Fig. 4. Group analysis of fMRI responses to optimal DBS stimulation shows a specific response pattern.

A Distribution of peak t-values overlaid on a standard Montreal Neurological Institute (MNI) brain when the clinically optimal left DBS settings are used (n = 39 total, n = 35 STN-DBS and n = 4 GPI-DBS, train data). Red circles reflect increased BOLD activity (DBS ON > OFF) whereas blue circles indicate decreased BOLD activity (DBS ON < OFF). Left thalamic regions showed high overlap of peak activation t-values (DBS ON > OFF) across subjects and left motor regions showed peak deactivation t-values (DBS ON < OFF) across subjects. B The optimal contact was considered the origin (i.e., 0) and the non-optimal contacts were labeled with distances relative to the optimal contact. When the optimal contact was the most dorsal or ventral, the maximum distance to the furthest contact was 9 mm. Changes in BOLD signal in the ipsilateral primary motor cortex in response to stimulation at the optimal and non-optimal contacts on STN-DBS leads are shown. Absolute values of t-values at the left primary motor cortex ROI (shaded red) were normalized by t-values in the visual and operculum ROIs (y-axis). Mean normalized BOLD activity in the left primary motor cortex at the optimal contact was significantly different from the non-optimal contacts 3–9 mm away from optimal location (inset, n = 20 (optimal), n = 22 (3 mm), n = 13 (6 mm), n = 8 (9 mm), train data contact with at least one non-optimal contact, Table 1, two-sided Wilcoxon rank sum test). C Effects of varying voltage delivered at the optimal contact on BOLD signals are shown. Absolute values of t-values at the left primary motor cortex ROI (shaded red) were normalized by t-values in the contralateral motor cortex ROIs (y-axis). The mean normalized BOLD activity (t-values) in the left primary motor cortex (y-axis) were maximal at the left optimal contact, but not significantly different from non-optimal voltages BOLD activity (n = 19 optimal voltage, n = 15 supra-therapeutic, and n = 16 sub-therapeutic voltage settings, train data voltage (Table 1), two-sided Wilcoxon’s rank sum test). Error bars indicate SEM. Source data are provided as a Source Data file. BOLD blood-oxygen-level-dependent, DBS deep brain stimulation, fMRI functional magnetic resonance imaging, ROI regions-of-interest, STN subthalamic nucleus.

Fig. 5. fMRI responses predict optimal DBS parameters.
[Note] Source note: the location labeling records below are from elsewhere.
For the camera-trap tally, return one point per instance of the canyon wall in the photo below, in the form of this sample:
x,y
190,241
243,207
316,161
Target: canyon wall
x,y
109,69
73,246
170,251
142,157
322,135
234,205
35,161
Confusion matrices depicting the performance of classifiers trained to identify optimal DBS settings using features from A contact and voltage cohorts, C contact cohort alone, and D voltage cohort alone in an independent test set (n = 9 a priori clinically optimized patients). B Confusion matrix depicting the performance of the classifier trained to identify optimal DBS settings using features from contact and voltage cohorts in an independent test set (n = 9 stimulation naïve patients). E Summary of performance (overall accuracy) for classifiers in A–D. Bars from dataset 1 depict classifier test accuracy on n = 9 a priori clinically optimized patients. Bars from dataset 2 depict classifier test accuracy on n = 9 stimulation naïve patients. Dashed line indicates chance at 50% accuracy. Source data are provided as a Source Data file. DBS deep brain stimulation, fMRI functional magnetic resonance imaging, NOpt non-optimal, Opt optimal.